How long does a cold last in babies?
A typical cold has an incubation period of between 1-4 days, and it may last up to 10 days.
Colds are most contagious during the first 2 days before the symptoms appear, but they can still pass along in the middle.
Colds become less contagious when the runny nose begins to dry up.
If the symptoms start to worsen after 3 days, it could indicate something severe, so get your baby checked by a professional.
How to prevent cold in your baby?
The cold might seem unrestrainable, but it can be avoided if you take certain precautions.
The first and most effective way to avoid contracting a cold is to keep your and your baby’s hands clean. If you have other kids around the house, make sure that they clean their hands before touching their baby sibling.
Hand sanitizers and wipes can also be used if you do not have a sink around, but keep in mind that washing hands is far more effective than sanitizers in washing away germs.
Moreover, keep your baby away from family members who have a cold. Use the disinfectant solution to clean the house and things that might have germs on them.
Lastly, feed your baby breast milk for it’s the best remedy against any disease.
How to treat your baby’s cold?
Do not opt for medication when your baby gets a cold because they are not only unsafe for babies but are also ineffective.
Using antibiotics for a mere cold can lead to other severe problems like rashes, diarrhea, stomach pain, an allergic reaction, and in rare cases, seizures.
Antibiotics can also kill the healthy bacteria in your baby’s gut, so consult your doctor before using any medication.
To help relieve your baby’s pain during a cold, use the following tips:
- To help your baby breathe easily, you need to take that mucus out of their nose. You need to use a suction bulb to extract that excess mucus blocking your baby’s nostrils. You can also use saline nose drops to soften the mucus.
- Use a humidifier in the room to moisten the dry air and reduce congestion.
- To prevent red skin, soreness, and chapping, apply a thin layer of petroleum jelly under the nose.

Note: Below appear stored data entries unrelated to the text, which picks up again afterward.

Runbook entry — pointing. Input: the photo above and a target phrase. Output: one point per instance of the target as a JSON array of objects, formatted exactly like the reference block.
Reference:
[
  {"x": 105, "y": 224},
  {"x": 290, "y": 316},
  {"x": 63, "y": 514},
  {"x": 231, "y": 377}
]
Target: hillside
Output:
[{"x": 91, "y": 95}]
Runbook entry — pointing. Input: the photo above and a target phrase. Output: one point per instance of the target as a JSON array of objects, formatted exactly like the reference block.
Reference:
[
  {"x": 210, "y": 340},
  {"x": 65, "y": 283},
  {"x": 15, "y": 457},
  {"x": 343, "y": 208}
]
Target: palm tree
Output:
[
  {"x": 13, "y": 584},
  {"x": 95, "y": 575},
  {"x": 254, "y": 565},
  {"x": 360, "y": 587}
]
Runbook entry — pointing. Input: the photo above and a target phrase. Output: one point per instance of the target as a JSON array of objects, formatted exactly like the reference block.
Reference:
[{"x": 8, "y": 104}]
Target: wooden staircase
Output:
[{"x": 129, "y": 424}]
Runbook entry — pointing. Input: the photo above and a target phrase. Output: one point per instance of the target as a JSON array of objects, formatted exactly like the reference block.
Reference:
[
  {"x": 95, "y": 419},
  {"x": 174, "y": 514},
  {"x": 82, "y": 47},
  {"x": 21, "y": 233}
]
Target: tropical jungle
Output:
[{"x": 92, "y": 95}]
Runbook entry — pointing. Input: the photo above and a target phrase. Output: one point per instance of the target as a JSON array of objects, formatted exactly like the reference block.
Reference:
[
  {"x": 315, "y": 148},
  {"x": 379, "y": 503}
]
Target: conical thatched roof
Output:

- Keep your baby hydrated or keep them feeding breast milk to make up for the fluids lost through fever or runny nose. Breast milk also has the right ingredients to treat your baby’s cold, so do not hesitate to feed.
- If your baby is 2 months or older and you want to give him medicine, go for Tylenol. Ibuprofen, however, is safe for babies who are 6 months or older but do not forget to consult your doctor beforehand.
Symptoms and cure for summer colds
Colds are more common during winters because rhinoviruses, responsible for their cause, have better chances of survival in cold weather. Summer colds, though unpopular, can still be contracted by your baby because they are caused by a different type of virus. These viruses can infect your baby’s eyes, nose, and digestive system. Some of the common symptoms of summer colds are:
- 101 to 104 °F fever
- Sore throat
- Muscle ache
Like winter colds, summer colds also disappear in a week, and you can use the same treatment and preventive measures for this cold as you would for the winter cold.
When to consult a doctor for your baby’s cold?
Colds are common among babies as in adults and do not need you to visit a pediatrician, but call your doctor if your little one:
- Had his first cold and does not seem to handle it well
- Seems to be very restless and has trouble sleeping
- Does not feed
- Has a fever over 100.4 °F
- Is breathing abnormally fast
- Has a greenish-yellow, stinking nasal or cough discharge
- Seems to have swollen neck glands
- Is pulling on his ear
- Does not seem to be getting better even after 10 days
Some colds, if prolonged, can cause ear infections, pneumonia, or can be a sign of an allergy. Hence, keep the timeline in mind, and if the cold exceeds the timeline, visit your pediatrician for a proper checkup.
Colds are not fatal for your baby, but if it’s the first time, your baby might react more extremely towards it. Unfortunately, all you can do for your baby during colds is use remedies to soothe their cough and congestion.
Do not try to treat this cold like an adult’s cold, and avoid medications of any sort. If your baby is getting sicker and does not seem to be recovering after 3 days, consult your doctor for a proper diagnosis.